- Born: 4 March 1895 York, England
- Died: 25 November 1917 (aged 22) Ypres, Belgium
- Burial place: Vlamertinge, Belgium
- Known for: Quaker who later decided to fight as a soldier
- Notable work: Journal and letters
- Parents: John Wilhelm Rowntree (father); Constance Naish (mother);
- Relatives: Joseph Rowntree (grandfather)

= Lawrence Rowntree =

British soldier (1895–1917)

Lawrence Edmund Rowntree (4 March 1895 - 25 November 1917) was a British soldier killed during the First World War. He was the only son of John Wilhelm Rowntree of the Quaker Rowntree family and Constance Naish, and grandson of Joseph Rowntree.

Born in York and having grown up in Scalby, Rowntree was educated at Bootham School, and began to study medicine at King's College, Cambridge in 1913.

On the outbreak of the First World War Rowntree volunteered for the Friends' Ambulance Unit in 1914, being deployed in October to Dunkirk and Belgium as an orderly and driver. He brought his grandfather's car from Britain to Europe, converting it into an ambulance. In April 1915, he criticised French stretcher-bearers for their cruelty, reporting that he had seen four of them "drop a wounded man off a stretcher from shoulder height, and laugh". He also wrote that men in the hospital sheds were in straw beds "thick with dirt, blood and septic dressings" from their previous occupants. In May, he wrote of his struggles with shell shock and his emotions:when anyone closed a door or took his boots off, we arose and slew him ... you don't mind the thought of being wounded, you don't mind the thought of death – much, but there is that great black fear sitting there, and making you feel the lowest of miserable worms.

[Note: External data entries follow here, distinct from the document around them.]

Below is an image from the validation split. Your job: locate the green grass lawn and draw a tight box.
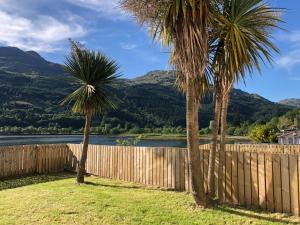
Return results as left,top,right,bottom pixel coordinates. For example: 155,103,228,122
0,174,300,225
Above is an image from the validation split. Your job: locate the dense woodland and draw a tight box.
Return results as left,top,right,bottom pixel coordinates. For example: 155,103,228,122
0,47,292,135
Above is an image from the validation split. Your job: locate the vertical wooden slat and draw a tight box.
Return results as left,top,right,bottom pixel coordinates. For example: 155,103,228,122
281,154,291,213
237,152,245,205
244,152,252,206
258,153,267,209
265,153,275,211
289,155,299,216
231,151,239,204
225,151,232,202
273,154,282,212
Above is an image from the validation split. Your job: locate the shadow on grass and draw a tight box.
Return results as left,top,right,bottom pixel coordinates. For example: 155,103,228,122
85,181,300,224
215,205,299,224
0,172,75,191
84,181,177,192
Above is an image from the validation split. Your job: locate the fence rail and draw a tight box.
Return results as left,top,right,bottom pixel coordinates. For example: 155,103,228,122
0,144,300,216
0,145,69,178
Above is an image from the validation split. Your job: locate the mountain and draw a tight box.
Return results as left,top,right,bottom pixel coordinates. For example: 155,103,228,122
279,98,300,108
0,47,63,75
0,47,290,133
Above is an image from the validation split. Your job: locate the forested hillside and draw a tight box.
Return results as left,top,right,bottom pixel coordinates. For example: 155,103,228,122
0,47,290,134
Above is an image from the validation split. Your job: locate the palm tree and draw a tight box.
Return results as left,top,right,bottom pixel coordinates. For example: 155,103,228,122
62,41,119,184
209,0,281,200
121,0,210,206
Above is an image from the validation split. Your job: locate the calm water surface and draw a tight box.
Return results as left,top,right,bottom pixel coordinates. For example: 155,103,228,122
0,135,248,147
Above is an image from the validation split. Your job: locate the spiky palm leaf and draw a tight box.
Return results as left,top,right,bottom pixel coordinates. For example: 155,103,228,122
61,41,120,115
212,0,281,83
121,0,210,93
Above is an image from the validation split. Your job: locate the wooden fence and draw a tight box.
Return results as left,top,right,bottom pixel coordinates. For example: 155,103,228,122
68,144,300,216
0,145,70,178
0,144,300,216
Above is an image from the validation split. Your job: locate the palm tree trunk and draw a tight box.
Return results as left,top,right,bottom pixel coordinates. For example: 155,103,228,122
186,78,207,207
218,88,230,202
77,111,92,184
207,93,222,200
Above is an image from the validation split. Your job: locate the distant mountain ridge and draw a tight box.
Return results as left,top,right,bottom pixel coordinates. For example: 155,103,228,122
0,47,291,133
279,98,300,108
0,47,63,75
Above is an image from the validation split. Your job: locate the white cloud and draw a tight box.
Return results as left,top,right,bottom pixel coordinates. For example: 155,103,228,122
0,9,87,52
66,0,129,20
276,49,300,70
121,43,137,50
278,30,300,43
276,30,300,71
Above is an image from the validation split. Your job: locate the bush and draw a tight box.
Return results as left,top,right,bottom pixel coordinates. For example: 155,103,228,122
248,125,278,143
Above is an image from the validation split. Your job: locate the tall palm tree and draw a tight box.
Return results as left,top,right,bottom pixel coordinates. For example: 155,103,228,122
62,41,119,184
209,0,281,200
121,0,211,206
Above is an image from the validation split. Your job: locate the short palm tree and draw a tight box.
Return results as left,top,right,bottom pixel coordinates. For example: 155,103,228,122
208,0,281,200
62,41,119,184
121,0,211,206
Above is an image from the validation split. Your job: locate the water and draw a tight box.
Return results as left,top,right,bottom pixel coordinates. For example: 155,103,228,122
0,135,248,148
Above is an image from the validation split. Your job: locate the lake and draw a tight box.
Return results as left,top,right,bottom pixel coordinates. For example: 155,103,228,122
0,135,250,148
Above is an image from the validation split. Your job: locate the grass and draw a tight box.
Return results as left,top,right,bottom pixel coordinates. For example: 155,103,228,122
0,174,300,225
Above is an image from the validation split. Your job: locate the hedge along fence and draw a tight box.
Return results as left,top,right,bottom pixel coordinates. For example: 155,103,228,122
0,144,300,216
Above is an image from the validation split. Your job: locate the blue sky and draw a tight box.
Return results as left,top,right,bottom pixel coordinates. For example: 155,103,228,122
0,0,300,101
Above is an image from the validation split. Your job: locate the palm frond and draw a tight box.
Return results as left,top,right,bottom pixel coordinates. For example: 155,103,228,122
61,41,120,117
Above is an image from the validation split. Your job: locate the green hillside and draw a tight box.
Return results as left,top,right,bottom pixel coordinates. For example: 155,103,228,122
0,47,290,134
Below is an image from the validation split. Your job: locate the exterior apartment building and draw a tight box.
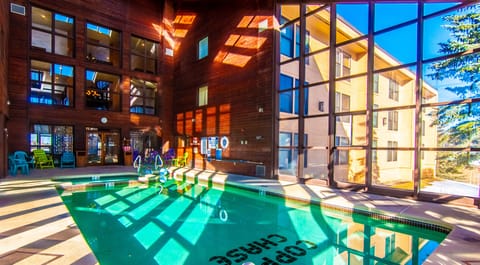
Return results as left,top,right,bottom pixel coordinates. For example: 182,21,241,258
0,0,480,205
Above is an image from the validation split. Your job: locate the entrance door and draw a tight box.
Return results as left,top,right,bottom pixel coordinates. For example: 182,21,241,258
86,128,120,165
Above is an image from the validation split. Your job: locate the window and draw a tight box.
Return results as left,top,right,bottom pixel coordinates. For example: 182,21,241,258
86,23,121,67
130,36,159,74
372,104,378,128
30,124,73,155
198,37,208,60
388,79,398,101
198,86,208,107
30,60,74,106
31,7,75,57
85,70,121,111
280,18,294,57
279,74,308,115
387,141,398,162
280,18,310,61
335,92,350,123
334,136,350,165
335,49,352,77
130,79,157,115
373,74,378,94
388,111,398,131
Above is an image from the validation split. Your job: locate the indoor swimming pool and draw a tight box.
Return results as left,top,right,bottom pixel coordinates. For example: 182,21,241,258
57,175,448,265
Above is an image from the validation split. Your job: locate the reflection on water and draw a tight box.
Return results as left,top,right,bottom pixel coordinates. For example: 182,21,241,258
58,180,446,265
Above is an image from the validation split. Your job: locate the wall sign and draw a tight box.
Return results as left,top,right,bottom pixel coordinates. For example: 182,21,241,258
220,136,230,149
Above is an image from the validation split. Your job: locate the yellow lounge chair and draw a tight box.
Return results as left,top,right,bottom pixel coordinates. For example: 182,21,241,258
172,152,188,167
33,149,55,169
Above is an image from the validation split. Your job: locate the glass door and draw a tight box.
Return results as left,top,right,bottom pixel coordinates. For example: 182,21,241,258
86,128,120,165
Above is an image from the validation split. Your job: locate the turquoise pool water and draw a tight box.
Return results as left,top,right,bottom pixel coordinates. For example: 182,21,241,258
59,178,446,265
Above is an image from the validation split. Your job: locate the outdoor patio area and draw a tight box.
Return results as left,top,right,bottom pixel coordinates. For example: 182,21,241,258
0,166,480,265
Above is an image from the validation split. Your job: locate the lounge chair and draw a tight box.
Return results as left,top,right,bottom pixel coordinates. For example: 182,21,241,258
172,152,188,167
13,151,35,168
8,154,30,176
33,149,55,169
60,151,75,168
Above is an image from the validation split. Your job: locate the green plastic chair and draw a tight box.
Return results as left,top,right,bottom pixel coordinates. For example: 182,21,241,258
33,149,55,169
172,152,188,167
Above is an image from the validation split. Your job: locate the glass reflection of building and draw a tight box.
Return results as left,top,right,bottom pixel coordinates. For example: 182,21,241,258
277,2,478,196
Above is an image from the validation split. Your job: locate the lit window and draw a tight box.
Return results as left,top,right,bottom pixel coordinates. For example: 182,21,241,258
31,7,75,57
30,60,74,106
334,136,350,165
30,124,73,155
198,86,208,107
86,23,121,67
388,111,398,131
85,70,121,111
335,49,352,77
130,36,159,74
198,37,208,60
279,74,308,115
387,141,398,161
388,79,398,101
130,79,157,115
373,74,379,94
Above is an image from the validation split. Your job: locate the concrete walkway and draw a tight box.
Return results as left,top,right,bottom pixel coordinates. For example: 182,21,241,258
0,166,480,265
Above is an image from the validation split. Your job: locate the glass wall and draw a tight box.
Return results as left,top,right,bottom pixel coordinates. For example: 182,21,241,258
277,1,480,198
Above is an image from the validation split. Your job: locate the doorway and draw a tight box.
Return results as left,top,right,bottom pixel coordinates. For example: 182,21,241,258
86,127,120,166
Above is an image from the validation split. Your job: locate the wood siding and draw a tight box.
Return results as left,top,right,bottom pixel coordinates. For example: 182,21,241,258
174,0,274,177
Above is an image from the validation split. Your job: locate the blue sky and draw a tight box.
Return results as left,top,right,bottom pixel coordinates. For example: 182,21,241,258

Rowntree was injured and sent to England to heal, writing up his journal in 1916. Despite his family's pacifist beliefs, he later decided to fight as a soldier (declining to register as a conscientious objector under the Military Service Act 1916), telling his mother in a letter that he had been "feeling a call". He joined the Royal Tank Regiment in 1916, and was injured in the buttocks. He was then commissioned as a second lieutenant into the Royal Field Artillery in 1917 and was killed in the Ypres Salient on 25 November 1917, several weeks after the Battle of Passchendaele had ended.

Rowntree was buried in Vlamertinghe New Military Cemetery in Vlamertinge, West Flanders, Belgium. The headstone bears the inscription Only Son of J.W. Rowntree, Scaley "I believe in the life everlasting" His grandfather, Joseph, spoke of his death for years after, calling him "my dear Lawrie".

Rowntree's letters to his mother Constance, 1901–1917, are deposited at the Borthwick Institute for Archives in York, having been found by his great-niece. In 2017, a century after his death, an exhibition of his journal and theatrical performances of his life were held at York Castle Museum.